Fairbanks was speaking on Saturday, July 5, at the Rwanda Convention 2025 in Dallas, Texas, a gathering of Rwandans in the diaspora attended by high-ranking officials, including Foreign Affairs Minister Olivier Nduhungirehe.
A central theme of his message was the contrast between dysfunctional and thriving value chains. Drawing from a personal experience in Colombia, Fairbanks illustrated how closed systems, lack of accountability, and absence of competition can stifle economic development.
"In Colombia," he said, "everyone in the leather supply chain blamed someone else for failure, from the ranchers to the tanneries, until the blame landed on the cows themselves. They said, 'We have dumb cows.' That's when I knew the problem wasn't the cows, it was a broken system with no incentive to innovate or cooperate."
In Rwanda, Fairbanks noted, the opposite is true. 'We embrace competition as a positive force,' he said. 'Even when we fail, we learn why we failed.'
He highlighted several key characteristics that have enabled Rwanda's value chains to flourish. Among them is a spirit of healthy competition, where open market dynamics and clearly defined rules encourage innovation and raise the standard of quality across industries.
Fairbanks also pointed to the strength of cultural continuity, an enduring sense of shared identity among Rwandans, including those in the diaspora.
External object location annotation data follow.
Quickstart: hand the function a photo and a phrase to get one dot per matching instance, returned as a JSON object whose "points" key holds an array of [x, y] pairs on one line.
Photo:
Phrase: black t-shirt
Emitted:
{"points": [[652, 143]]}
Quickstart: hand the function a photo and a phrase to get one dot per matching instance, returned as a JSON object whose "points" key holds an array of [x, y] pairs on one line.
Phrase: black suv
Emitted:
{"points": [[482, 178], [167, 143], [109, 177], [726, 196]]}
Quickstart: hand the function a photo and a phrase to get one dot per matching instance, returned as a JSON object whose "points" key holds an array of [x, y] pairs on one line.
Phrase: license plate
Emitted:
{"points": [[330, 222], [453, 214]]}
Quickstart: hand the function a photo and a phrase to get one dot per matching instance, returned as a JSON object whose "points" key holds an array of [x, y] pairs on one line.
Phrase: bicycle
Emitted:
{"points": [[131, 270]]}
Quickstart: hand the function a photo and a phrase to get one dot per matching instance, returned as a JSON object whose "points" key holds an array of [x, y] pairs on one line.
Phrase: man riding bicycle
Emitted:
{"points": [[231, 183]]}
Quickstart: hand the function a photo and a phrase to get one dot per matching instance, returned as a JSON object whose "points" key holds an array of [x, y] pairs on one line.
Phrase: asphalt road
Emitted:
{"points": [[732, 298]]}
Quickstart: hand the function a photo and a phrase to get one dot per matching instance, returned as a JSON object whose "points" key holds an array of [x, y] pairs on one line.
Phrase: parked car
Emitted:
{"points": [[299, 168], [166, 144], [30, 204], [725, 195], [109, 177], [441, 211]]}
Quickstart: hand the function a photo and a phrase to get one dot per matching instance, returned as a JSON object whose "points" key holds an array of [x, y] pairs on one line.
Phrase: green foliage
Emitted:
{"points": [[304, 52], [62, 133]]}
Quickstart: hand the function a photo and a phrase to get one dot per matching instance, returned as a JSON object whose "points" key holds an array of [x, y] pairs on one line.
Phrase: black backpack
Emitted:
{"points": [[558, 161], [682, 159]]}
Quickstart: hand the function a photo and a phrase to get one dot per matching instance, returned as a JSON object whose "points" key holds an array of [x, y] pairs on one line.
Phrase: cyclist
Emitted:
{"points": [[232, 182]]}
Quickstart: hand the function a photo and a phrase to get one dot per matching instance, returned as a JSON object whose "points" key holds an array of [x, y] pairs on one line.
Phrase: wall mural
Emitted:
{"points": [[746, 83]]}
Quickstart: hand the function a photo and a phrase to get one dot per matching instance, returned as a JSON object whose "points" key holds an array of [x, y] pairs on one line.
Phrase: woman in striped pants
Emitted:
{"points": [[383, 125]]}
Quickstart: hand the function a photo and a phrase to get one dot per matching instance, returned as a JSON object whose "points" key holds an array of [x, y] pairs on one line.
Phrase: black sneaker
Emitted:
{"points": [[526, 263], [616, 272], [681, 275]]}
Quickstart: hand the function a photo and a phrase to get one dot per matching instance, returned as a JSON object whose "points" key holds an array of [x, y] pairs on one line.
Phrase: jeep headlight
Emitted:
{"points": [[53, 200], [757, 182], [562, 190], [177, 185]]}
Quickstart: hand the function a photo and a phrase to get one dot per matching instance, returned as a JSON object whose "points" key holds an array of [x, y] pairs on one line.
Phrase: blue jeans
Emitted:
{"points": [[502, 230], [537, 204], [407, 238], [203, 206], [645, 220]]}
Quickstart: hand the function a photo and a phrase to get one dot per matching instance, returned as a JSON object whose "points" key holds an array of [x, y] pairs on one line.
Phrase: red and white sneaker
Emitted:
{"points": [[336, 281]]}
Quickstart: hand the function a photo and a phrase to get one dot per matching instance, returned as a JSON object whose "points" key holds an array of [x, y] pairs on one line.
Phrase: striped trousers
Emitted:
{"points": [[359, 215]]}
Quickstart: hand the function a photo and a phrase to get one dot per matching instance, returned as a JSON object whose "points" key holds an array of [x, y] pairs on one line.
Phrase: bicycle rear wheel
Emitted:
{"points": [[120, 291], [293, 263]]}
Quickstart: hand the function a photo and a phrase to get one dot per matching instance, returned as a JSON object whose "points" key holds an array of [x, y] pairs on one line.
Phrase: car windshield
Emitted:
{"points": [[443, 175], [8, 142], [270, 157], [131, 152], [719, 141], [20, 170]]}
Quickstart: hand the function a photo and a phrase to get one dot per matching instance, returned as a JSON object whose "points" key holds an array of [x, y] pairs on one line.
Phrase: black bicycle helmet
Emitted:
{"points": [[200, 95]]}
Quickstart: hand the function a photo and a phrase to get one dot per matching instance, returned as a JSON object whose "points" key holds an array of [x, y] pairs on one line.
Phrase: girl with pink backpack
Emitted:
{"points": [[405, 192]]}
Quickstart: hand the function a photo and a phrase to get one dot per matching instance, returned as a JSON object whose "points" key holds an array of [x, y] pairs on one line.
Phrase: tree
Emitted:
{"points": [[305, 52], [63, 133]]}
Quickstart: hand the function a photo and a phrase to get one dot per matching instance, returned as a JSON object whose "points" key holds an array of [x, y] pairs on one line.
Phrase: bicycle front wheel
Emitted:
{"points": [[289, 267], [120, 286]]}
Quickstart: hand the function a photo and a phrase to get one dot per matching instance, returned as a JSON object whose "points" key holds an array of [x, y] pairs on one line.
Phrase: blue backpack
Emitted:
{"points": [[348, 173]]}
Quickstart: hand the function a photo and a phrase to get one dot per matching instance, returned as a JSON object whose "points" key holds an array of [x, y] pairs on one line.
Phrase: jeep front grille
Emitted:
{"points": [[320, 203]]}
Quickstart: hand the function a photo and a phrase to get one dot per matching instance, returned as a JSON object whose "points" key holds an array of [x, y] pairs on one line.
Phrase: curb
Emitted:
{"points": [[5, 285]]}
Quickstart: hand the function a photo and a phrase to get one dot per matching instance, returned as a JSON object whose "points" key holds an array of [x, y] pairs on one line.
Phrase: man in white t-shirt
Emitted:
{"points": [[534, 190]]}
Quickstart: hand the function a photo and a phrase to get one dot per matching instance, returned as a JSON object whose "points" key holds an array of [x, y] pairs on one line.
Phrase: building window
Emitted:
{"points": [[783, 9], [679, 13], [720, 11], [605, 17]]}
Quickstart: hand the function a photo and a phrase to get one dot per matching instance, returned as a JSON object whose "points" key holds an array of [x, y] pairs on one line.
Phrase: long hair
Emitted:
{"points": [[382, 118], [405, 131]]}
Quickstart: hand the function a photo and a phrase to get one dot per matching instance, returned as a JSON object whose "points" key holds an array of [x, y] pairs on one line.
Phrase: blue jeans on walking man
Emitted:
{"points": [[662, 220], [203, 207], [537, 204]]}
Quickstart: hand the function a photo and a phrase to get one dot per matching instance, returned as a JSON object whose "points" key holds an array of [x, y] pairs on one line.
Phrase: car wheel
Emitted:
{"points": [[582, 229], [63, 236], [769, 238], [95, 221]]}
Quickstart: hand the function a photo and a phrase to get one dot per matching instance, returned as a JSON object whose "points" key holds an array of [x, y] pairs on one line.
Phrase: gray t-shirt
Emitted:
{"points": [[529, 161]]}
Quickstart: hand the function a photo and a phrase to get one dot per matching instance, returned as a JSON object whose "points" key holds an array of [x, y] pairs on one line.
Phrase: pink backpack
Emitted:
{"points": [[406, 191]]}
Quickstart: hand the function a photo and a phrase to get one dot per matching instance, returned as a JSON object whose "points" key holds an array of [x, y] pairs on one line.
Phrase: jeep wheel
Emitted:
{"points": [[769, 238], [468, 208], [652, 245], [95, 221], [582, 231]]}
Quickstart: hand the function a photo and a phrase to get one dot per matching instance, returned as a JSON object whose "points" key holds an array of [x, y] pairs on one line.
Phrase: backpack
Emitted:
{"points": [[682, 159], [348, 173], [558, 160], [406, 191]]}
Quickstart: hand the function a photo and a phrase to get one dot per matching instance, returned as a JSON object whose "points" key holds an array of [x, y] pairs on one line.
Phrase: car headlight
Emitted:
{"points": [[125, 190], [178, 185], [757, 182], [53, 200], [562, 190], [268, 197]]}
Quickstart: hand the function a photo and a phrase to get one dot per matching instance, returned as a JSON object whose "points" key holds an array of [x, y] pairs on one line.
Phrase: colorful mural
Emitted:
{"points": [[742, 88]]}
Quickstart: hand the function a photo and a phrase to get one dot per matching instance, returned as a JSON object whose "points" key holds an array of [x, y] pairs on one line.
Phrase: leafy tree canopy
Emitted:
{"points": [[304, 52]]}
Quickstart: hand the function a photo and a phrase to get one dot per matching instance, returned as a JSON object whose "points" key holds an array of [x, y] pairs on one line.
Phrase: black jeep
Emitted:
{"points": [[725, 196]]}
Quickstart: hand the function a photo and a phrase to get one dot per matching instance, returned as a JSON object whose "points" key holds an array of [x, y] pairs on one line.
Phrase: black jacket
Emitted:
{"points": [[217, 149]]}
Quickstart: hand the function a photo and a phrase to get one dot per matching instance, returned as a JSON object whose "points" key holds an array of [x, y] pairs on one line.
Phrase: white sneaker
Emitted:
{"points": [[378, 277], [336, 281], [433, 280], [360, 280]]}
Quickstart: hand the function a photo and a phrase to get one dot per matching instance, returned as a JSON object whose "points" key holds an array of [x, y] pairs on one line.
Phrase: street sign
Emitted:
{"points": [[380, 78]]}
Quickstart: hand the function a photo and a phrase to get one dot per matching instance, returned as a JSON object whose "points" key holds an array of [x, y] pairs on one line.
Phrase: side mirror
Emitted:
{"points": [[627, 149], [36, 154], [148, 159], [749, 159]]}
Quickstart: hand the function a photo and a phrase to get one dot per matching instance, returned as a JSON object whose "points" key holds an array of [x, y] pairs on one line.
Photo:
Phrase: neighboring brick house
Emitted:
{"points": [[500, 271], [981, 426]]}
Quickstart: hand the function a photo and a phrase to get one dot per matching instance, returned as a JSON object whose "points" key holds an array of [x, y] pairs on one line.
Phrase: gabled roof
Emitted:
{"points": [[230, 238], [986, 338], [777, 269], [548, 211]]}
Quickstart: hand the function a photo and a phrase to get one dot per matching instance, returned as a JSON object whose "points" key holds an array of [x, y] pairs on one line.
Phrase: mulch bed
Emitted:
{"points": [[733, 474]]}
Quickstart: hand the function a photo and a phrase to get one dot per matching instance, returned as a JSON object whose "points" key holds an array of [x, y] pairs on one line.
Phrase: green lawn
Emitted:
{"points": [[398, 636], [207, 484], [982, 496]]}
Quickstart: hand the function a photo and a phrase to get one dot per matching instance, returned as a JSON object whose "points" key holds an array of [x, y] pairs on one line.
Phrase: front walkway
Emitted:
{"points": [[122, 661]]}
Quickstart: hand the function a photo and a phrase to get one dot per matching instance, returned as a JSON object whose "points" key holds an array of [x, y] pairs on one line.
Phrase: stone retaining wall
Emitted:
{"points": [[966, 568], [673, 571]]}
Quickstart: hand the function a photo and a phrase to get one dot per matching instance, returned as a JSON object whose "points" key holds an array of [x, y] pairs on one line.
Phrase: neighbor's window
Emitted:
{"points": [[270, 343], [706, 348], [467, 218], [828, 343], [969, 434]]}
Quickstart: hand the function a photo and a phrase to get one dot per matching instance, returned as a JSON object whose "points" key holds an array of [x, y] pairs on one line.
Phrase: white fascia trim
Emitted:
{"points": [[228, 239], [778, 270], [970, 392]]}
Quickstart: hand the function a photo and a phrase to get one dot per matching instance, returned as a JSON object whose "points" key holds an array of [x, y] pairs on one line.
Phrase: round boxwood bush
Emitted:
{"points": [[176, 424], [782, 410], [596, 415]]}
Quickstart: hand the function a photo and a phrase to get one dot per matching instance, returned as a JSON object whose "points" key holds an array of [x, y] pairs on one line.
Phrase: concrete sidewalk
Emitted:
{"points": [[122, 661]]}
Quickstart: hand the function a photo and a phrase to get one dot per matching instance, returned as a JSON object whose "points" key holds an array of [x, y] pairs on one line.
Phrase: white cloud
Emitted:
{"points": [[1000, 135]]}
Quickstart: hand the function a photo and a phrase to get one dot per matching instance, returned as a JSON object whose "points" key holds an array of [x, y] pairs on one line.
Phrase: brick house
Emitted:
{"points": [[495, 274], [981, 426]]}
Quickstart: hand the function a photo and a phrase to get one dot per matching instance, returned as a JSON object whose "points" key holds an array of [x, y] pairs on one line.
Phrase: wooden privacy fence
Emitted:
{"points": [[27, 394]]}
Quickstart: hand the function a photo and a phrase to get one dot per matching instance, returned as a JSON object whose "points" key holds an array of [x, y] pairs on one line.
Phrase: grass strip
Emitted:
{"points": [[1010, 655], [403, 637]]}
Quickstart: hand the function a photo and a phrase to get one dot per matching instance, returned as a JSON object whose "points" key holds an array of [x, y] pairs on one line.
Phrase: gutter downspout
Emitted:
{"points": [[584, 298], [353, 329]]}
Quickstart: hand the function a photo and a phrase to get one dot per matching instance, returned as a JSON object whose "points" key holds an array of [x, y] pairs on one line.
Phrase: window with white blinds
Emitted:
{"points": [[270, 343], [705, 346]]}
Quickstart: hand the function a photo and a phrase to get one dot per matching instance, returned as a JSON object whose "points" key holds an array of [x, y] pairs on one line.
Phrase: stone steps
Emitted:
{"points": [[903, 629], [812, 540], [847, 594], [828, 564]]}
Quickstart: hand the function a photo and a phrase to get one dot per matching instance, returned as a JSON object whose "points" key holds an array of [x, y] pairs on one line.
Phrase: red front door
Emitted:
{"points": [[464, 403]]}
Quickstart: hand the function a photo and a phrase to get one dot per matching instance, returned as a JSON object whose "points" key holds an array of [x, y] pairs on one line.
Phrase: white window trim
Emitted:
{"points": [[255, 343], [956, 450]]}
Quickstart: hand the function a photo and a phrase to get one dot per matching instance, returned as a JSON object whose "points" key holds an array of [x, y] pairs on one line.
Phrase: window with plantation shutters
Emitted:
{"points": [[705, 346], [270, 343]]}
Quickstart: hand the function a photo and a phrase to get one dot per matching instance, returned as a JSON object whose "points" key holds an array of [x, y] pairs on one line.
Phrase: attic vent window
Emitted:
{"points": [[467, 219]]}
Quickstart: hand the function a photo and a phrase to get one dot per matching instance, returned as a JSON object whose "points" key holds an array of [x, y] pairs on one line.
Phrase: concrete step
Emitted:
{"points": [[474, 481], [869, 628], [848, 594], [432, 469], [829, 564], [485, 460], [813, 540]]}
This deep-rooted connection fosters strong bonds of trust and purpose, a phenomenon he described using political scientist Francis Fukuyama's term, 'spontaneous sociability.'
Another defining trait is collective accountability. In contrast to his Colombian case study, where stakeholders deflected blame at every level, Rwandans tend to confront challenges directly and take ownership of outcomes.
Finally, he emphasised the nation's optimism and clarity of vision. Rwanda's well-structured governance and unified national goals provide a roadmap that aligns stakeholders and drives coordinated progress.
'You pay your taxes better than most, you believe in the future, and you know where you're going. That's why Rwanda's value chains are workingâ"and why the future is so bright.'
He also commended the diaspora for preserving Rwandan culture, citing traditional games and shared experiences that kept communities connected across borders.
'Whether in Congo, Burundi, Uganda, or Brussels, Rwandans played the same games and ate the same food. That unity matters,' he said.
The Rwanda Convention in Dallas is a diaspora-led initiative aimed at strengthening ties between Rwandans abroad and their homeland, recognising the diaspora's vital role in national development through investment, remittances, and knowledge exchange.